15/02/2008 - 23:21 | Edição nº 509
A internet em pessoa
Três mil internautas acostumados a se ver só pela web se encontram em carne e osso. A festa digital teve desde aulas de como fazer foguetes até shows de DJs
MARCELO ZORZANELLI
FESTA NA BIENAL
1. Rapaz se distrai usando a conexão de alta velocidade para conversar pela internet 2. Grupo de jogadores comemora uma vitória durante um campeonato de videogame 3.O ministro da Cultura, Gilberto Gil (ao lado de Marcelo Branco, diretor do evento), cumprimenta o pingüim, mascote do sistema operacional Linux
4. Um campuseiro manda um recado para casa 5. Um gabinete de PC em forma de caveira: nem dá para imaginar que há um computador ali dentro 6. Esfera giratória ligada a um visor tridimensional.

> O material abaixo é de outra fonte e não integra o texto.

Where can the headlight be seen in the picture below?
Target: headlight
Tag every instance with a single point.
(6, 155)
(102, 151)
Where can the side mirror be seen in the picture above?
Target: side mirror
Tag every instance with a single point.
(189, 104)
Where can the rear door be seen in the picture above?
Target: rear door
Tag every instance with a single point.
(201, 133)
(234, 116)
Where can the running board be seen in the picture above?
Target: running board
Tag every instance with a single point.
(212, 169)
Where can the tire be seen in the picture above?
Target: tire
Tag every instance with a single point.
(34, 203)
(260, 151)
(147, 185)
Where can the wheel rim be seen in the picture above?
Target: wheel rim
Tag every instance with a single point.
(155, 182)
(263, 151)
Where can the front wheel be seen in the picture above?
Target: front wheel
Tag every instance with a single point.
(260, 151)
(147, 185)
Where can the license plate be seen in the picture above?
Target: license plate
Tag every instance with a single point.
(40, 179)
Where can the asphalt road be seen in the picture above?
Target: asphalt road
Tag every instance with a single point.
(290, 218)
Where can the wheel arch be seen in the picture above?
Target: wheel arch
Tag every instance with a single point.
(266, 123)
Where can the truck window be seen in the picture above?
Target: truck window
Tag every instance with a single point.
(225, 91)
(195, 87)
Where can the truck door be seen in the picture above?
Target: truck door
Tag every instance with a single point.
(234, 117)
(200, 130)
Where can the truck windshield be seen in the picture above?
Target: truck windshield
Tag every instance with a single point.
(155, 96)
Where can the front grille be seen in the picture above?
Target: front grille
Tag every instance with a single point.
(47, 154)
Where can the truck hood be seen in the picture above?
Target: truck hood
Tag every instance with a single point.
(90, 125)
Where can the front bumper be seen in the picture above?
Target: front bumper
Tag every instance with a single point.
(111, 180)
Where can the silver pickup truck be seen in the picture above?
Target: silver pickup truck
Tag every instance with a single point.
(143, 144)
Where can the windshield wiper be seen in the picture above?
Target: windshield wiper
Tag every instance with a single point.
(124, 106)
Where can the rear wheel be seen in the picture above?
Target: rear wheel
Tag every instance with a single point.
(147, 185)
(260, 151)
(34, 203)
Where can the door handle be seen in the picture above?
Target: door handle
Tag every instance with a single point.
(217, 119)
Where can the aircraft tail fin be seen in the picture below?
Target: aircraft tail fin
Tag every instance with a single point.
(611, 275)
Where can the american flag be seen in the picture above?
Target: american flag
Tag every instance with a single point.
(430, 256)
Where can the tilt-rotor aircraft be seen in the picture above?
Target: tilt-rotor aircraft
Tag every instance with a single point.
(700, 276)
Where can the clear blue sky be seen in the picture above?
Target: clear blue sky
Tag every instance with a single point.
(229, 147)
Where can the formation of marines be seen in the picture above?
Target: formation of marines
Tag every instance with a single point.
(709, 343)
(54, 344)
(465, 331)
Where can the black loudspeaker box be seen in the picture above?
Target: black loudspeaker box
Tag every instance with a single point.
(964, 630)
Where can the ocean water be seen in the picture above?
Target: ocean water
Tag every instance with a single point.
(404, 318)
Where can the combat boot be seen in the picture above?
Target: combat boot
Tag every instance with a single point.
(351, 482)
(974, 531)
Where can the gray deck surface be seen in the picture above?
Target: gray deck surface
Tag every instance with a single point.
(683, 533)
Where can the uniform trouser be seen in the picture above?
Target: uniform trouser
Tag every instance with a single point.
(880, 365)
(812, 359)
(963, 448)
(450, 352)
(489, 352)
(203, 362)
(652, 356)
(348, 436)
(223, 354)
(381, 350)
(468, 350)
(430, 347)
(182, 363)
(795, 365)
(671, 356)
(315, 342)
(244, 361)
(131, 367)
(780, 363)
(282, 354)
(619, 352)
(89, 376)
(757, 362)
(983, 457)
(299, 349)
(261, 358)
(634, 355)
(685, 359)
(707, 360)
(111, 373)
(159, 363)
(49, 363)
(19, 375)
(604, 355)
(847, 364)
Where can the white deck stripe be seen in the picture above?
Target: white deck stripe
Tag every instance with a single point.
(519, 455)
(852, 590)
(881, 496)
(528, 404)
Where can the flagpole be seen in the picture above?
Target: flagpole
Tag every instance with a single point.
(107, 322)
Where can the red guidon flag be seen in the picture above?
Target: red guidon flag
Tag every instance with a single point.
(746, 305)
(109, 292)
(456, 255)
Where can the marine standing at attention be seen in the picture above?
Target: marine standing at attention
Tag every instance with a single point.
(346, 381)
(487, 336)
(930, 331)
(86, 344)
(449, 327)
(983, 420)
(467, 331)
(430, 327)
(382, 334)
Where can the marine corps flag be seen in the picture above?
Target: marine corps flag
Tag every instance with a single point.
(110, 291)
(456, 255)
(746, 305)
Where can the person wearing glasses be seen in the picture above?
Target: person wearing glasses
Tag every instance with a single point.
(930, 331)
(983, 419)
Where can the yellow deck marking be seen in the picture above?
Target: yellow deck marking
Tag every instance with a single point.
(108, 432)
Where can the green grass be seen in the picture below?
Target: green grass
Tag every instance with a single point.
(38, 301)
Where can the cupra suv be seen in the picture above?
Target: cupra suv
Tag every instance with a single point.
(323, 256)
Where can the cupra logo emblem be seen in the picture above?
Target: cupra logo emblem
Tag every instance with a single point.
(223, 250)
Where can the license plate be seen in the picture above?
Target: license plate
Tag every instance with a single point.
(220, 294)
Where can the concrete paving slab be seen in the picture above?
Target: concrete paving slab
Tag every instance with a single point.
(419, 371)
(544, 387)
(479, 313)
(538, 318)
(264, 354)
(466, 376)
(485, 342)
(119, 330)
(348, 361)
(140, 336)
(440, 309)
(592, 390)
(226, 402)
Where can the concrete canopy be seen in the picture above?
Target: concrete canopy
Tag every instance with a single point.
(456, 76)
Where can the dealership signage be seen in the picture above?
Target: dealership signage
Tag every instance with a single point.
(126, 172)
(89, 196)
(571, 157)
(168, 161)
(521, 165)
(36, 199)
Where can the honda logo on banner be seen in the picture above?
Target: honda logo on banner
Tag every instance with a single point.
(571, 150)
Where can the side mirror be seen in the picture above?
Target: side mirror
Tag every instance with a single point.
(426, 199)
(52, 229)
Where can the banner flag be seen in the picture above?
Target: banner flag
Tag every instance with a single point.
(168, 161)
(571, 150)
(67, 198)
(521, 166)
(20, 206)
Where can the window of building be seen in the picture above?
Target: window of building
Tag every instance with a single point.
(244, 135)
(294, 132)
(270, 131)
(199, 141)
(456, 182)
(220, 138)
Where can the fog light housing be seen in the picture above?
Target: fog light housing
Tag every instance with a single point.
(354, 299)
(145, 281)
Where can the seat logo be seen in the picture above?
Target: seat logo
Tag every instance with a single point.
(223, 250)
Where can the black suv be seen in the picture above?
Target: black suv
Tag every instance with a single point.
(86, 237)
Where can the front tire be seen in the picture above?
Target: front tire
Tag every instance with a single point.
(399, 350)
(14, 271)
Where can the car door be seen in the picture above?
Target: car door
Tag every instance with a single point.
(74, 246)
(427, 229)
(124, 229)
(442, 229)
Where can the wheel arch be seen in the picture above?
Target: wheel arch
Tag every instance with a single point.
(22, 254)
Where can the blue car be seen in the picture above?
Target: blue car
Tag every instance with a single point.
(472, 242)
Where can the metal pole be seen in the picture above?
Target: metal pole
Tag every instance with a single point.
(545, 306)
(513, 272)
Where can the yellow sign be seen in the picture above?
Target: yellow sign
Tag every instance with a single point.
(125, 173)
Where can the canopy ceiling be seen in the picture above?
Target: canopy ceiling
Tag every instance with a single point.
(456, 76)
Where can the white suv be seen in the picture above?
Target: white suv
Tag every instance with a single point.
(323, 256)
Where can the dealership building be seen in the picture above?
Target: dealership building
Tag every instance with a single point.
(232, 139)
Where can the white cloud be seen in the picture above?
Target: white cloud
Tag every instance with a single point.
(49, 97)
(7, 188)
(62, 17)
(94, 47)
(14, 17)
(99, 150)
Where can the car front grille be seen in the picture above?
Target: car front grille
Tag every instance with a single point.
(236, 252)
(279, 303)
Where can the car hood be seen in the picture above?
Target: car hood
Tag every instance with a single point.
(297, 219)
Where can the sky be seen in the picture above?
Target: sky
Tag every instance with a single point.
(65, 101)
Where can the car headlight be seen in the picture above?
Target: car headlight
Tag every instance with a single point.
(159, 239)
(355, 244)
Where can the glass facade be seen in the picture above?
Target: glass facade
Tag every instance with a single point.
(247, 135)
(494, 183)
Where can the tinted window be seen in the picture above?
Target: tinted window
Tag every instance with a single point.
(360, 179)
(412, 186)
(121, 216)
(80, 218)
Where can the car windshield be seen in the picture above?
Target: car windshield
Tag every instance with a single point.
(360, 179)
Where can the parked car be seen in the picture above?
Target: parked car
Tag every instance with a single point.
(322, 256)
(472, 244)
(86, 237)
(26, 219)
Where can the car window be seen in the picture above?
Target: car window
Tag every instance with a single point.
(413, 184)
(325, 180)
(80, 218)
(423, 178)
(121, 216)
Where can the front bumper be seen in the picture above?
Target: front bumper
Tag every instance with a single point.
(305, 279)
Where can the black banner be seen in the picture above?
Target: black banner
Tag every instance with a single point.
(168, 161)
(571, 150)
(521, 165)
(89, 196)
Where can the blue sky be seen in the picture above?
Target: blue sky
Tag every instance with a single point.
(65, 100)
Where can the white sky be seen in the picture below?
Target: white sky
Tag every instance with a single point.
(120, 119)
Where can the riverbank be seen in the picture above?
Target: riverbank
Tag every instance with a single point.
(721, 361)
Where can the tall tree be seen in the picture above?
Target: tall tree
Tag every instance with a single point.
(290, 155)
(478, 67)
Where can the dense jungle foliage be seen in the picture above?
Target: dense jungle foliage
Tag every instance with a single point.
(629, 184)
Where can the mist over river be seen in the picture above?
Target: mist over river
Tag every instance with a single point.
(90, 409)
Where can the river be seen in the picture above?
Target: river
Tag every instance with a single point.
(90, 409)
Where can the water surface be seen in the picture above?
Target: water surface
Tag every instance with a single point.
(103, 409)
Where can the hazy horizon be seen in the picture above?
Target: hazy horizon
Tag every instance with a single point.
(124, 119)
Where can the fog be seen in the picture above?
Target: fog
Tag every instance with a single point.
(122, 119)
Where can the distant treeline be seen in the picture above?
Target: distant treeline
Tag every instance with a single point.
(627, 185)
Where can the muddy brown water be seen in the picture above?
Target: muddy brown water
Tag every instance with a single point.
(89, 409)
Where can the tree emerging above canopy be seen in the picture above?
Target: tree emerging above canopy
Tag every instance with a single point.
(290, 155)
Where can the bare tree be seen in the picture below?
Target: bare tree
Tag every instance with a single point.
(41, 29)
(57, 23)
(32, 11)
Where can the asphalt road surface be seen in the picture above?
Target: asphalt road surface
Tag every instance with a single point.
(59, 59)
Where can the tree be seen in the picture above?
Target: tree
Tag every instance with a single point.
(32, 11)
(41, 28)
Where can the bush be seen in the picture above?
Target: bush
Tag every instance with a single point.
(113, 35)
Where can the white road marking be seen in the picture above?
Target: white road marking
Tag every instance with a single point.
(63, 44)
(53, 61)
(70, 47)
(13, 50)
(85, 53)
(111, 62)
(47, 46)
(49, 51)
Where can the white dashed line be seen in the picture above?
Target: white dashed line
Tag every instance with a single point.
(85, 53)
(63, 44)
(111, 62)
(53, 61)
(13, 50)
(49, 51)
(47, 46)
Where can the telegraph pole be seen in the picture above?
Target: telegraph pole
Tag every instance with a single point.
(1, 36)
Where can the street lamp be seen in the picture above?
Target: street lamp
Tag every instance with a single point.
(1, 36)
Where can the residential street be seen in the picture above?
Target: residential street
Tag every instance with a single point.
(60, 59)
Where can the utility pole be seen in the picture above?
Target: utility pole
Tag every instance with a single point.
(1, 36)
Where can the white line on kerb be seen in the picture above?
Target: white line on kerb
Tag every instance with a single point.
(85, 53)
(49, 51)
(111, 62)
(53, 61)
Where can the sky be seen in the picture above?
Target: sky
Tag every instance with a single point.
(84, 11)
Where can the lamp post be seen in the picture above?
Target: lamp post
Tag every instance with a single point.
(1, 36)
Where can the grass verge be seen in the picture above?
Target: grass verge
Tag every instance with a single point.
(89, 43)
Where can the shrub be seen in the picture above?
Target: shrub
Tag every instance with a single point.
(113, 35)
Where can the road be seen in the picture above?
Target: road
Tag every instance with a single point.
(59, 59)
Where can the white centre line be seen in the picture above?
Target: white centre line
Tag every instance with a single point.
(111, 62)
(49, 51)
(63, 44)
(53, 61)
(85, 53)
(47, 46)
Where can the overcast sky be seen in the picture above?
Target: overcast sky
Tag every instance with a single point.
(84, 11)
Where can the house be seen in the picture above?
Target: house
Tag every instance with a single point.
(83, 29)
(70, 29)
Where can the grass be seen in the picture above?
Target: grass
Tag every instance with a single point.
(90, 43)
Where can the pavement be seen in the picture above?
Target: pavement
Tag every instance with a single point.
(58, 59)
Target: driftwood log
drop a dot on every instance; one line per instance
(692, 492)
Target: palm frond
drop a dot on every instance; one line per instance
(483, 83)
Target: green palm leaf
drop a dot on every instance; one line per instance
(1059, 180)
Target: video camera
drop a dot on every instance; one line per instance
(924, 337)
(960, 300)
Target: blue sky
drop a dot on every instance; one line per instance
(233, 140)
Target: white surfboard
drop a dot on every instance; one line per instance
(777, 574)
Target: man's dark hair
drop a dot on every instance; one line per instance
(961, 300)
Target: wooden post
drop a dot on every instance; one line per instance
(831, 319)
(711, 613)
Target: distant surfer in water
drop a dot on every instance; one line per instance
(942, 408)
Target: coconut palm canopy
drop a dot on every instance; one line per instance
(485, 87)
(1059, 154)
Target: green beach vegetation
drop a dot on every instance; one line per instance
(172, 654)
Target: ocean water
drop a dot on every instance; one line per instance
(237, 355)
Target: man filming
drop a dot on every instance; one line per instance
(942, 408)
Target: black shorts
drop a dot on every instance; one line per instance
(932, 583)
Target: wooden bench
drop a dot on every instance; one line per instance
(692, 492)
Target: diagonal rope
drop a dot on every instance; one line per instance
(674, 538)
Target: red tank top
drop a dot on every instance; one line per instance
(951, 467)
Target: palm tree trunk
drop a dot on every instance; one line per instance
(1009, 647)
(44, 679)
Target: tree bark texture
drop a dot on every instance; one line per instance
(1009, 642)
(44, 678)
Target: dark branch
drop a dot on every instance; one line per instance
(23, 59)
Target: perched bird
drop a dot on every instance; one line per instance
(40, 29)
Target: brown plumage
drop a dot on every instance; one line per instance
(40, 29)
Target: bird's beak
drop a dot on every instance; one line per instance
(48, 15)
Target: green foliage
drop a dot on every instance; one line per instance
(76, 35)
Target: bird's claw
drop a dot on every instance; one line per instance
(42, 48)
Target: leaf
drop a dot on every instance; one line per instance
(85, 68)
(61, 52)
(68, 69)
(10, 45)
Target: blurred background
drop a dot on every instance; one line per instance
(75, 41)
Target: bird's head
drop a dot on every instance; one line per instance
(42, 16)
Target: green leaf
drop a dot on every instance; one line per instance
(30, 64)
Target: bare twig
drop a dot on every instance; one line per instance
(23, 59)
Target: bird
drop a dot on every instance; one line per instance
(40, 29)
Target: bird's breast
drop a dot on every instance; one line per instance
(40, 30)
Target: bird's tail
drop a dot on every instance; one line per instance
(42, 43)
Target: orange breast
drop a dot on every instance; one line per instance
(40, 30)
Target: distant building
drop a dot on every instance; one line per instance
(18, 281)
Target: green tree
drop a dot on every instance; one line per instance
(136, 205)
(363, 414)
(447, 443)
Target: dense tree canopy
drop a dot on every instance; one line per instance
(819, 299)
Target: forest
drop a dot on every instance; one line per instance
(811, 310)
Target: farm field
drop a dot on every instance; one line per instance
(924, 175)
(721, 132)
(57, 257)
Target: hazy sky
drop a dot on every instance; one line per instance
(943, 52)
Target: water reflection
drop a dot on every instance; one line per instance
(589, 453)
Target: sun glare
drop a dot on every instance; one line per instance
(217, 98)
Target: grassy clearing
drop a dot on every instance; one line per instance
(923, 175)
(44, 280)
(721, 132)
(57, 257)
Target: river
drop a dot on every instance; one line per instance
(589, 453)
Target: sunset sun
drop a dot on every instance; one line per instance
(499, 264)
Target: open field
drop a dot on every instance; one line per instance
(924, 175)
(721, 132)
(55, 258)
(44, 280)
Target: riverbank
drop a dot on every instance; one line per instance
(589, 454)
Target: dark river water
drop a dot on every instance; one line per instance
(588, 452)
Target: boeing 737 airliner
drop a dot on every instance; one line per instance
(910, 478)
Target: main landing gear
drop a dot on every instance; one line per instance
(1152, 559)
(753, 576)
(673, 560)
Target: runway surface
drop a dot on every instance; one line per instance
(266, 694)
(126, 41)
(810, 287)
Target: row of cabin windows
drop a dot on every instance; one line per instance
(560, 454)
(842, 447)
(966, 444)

Os sensores da esfera enviam sinais que permitem mover-se no ambiente virtual
Sob um calor que a arquitetura calcária de Oscar Niemeyer amplifica como nenhuma outra, aconteceu na semana passada a primeira Campus Party brasileira.
O evento é importado da Espanha, onde se consolidou como a meca dos amantes da tecnologia. No Brasil, ocupou os três andares da Bienal, no Parque do Ibirapuera, em São Paulo.
Ali estiveram 3 mil “campuseiros” – aficionados de tecnologia que pagaram R$ 100 para passar sete dias acessando a internet a 5 gigabytes por segundo (625 vezes melhor que a conexão mais veloz disponível no país) e, se assim desejassem, dormindo em barracas. Mas não só isso.
Gente entre 12 e 50 anos discutia tendências tecnológicas, apresentava trabalhos acadêmicos e desenvolvia novas habilidades em palestras e oficinas. Cada um levou o próprio computador.
As áreas de interesse representadas na Campus Party foram muitas: astronomia, games, música, modificação de computadores, construção de robôs, redação de blogs, desenvolvimento de foguetes... A lista parece não acabar. Nem assim, o cardápio de atividades agradou a todos.
“Fiquei frustrado porque as palestras foram feitas para iniciantes”, disse o campuseiro Lázaro Mariano. “O que está sendo mais útil é a troca de arquivos de músicas, filmes e games”, disse Felipe Navas, que acampava perto de Lázaro.
“É como se estivéssemos dentro de uma rede torrent de compartilhamento de arquivos.” Este foi, a princípio, o maior desafio da Campus Party: fazer um evento que fosse mais que uma lan house gigante.
A solução começa a aparecer quando se acompanha Marcelo Branco, o diretor-geral da Campus Party. Rouco de tanto dar entrevistas, ele tentava raciocinar enquanto passeava ao longo dos balcões onde centenas de adolescentes batucavam os teclados de seus computadores multicoloridos.
Branco é um dos mais atuantes defensores do uso do sistema operacional Linux em detrimento de sistemas pagos, como o Windows, da Microsoft. Sua presença na Bienal guardava certa semelhança com a filosofia tecnológica que ele prega, a do código aberto.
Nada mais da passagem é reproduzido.